L’Elfe lui coupe la parole d’un seul regard dubitatif.

« Bon, d’accord… L’église a entendu dire que tu étais entré en possession d’un artéfact émanant de notre divinité. Je me suis porté volontaire pour en juger. »

Maseih courbe sa haute silhouette sous son comptoir, de sous lequel il exhume une boîte en bois laqué rougeâtre.

« C’est un Nain qui me l’a refourgué, n’ayant pas compris ce qu’il avait entre les mains. Je le lui ai acheté pour une misère. »

Quand il soulève le couvercle, le Faustin et son mentor se penche avec curiosité sur le contenu… un somptueux masque lisse, dont la partie droite est noire et paisible, tandis que la gauche est blanche et sourit avec énergie.

« Incroyable… je peux sentir le pouvoir de notre seigneur Lordrol ! C’est effectivement une de ses reliques ! »

L’artisan leur referme la boîte au nez, les faisant sursauter !
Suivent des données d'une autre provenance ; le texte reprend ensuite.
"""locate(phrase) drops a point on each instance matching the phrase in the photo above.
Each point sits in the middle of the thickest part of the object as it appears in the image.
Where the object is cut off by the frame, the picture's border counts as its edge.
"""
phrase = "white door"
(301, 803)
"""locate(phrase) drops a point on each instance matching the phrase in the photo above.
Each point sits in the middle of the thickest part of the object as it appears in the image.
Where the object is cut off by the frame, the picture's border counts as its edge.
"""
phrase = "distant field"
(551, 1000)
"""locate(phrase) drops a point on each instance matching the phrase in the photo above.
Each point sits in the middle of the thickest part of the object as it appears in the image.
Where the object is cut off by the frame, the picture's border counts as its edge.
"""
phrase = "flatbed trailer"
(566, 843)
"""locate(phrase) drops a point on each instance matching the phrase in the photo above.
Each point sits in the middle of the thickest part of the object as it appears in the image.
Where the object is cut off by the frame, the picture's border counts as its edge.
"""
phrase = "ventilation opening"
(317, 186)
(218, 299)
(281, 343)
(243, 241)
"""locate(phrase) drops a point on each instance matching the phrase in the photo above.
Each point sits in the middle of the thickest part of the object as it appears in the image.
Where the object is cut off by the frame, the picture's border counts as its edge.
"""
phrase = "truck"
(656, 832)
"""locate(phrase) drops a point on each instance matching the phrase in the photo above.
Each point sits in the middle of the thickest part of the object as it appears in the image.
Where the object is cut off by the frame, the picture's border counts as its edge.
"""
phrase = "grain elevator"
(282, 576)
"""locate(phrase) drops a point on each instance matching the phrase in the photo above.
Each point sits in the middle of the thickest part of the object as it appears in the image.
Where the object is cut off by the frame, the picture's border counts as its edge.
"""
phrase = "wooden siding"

« Très bien. On va donc pouvoir parler affaires. »

Le paladin bat des paupières, surpris.

« Faire affaire ? Mais… »

« Navré Guillaume ! Je suis un commerçant avant d’être un ami. Tu vas devoir allonger la monnaie, si tu veux l’avoir… »

Ce n’est qu’après avoir négocié plusieurs minutes, que les deux adultes parviennent à un terrain d’entente.

Le paladin renverse plus de la moitié de sa bourse sur le comptoir de Maseih, avant que celui-ci ne lui remette la boîte et son contenu sacré.

Les deux envoyés de l’église de la divinité des astres quittent enfin la boutique, l’artéfact avec eux.

« …Maître ? » demande le plus jeune à son ainé après quelques instants de marche.

« Qu’y a-t-il ? »

« Quel est cet objet exactement ? »

Il a posé cette question en chuchotant, par sécurité. Il ne faudrait pas que des passants entendent leur conversation !

« Je l’ignore, mon garçon… mais c’est bien la première fois que je ressens à ce point la présence de Lordrol dans un objet… Ce masque renferme sûrement un puissant pouvoir. Je suis content que nous ayons pu le récupérer avant quelqu’un de moins bien intentionné… »

Là-dessus, il accélère le pas, forçant son apprenti à trottiner à sa suite.